A Case Study on Generalization Challenges in Imitation Learning: Architecture Choices, Distribution Design, and Data Scaling for Robust Robotic Manipulation
Authors: Qiming Qiu (23307110278), Zhipeng Xu (23307110122)
This repository contains the complete implementation and experimental framework for our research on imitation learning generalization in robotic manipulation tasks. We systematically investigate how architecture choices, training data distribution, and data augmentation techniques affect policy robustness under distribution shift.
- Privileged State Policy (MLP-Base): Achieves 98.6% success with perfect state information, but catastrophically fails under temporal/actuation noise
- Vision-Based Policy (Vision-Final): Achieves 84.8% success in fully randomized environments using only RGB-D inputs
- Data Augmentation: MimicGen expands 10 real demonstrations to 2000 trajectories, improving success rate from 60% to 97%
- Visual Generalization: Cosmos Transfer enables photorealistic domain randomization for sim-to-real transfer
-
Comprehensive Generalization Framework for Franka Panda in PyBullet
- High-resolution visual representations (112×112 RGB-D)

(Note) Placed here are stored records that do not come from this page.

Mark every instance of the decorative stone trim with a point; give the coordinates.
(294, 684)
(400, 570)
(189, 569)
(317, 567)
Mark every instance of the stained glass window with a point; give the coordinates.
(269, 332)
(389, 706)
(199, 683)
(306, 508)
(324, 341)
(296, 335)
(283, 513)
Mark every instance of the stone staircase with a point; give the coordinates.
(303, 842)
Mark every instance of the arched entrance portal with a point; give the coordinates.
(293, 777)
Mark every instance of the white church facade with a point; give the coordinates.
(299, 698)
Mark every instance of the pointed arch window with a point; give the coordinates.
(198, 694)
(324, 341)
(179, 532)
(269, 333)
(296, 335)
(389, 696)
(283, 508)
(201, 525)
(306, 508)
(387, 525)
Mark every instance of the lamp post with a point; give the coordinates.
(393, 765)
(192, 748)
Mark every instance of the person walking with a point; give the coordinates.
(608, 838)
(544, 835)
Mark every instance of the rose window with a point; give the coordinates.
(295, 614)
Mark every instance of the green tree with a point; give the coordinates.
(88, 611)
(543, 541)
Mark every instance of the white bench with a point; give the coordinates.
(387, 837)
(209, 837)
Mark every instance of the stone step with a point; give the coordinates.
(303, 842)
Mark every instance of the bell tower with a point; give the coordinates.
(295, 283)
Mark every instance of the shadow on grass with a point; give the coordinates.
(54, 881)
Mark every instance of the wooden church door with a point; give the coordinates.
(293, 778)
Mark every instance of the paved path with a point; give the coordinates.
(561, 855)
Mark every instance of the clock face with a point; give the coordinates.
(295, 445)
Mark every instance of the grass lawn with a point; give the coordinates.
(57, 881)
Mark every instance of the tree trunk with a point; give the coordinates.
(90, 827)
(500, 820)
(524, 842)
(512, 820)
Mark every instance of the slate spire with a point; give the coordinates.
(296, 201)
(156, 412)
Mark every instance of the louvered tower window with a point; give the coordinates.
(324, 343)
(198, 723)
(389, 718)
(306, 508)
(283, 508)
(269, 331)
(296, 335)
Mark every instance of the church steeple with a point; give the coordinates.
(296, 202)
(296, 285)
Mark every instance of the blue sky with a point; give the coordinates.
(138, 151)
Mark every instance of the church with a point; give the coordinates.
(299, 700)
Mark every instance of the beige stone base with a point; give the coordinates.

- Spatial Softmax for geometric feature extraction
- Dense 9-phase supervision for perceptual disambiguation
- Systematic evaluation across 12 perturbation dimensions
-
Scalable Data Enhancement Pipeline in Isaac Sim
- MimicGen for trajectory interpolation-based augmentation
- Cosmos Transfer for visual domain randomization
- Teleoperation via Apple Vision Pro for high-quality demonstrations
- Environment: 7-DoF Franka Panda with parallel-jaw gripper
- Goal: Grasp a randomized cube and place it into a basket
- Challenges: Full randomization of object poses, lighting, friction, sensor noise
- Environment: Franka Panda in Isaac Sim with MimicGen integration
- Goal: Stack three cubes vertically in sequence
- Challenges: Multi-step planning, precise alignment, contact stability
PRML-ROBOT/
├── behavior_cloning/ # Main BC implementation (PyBullet)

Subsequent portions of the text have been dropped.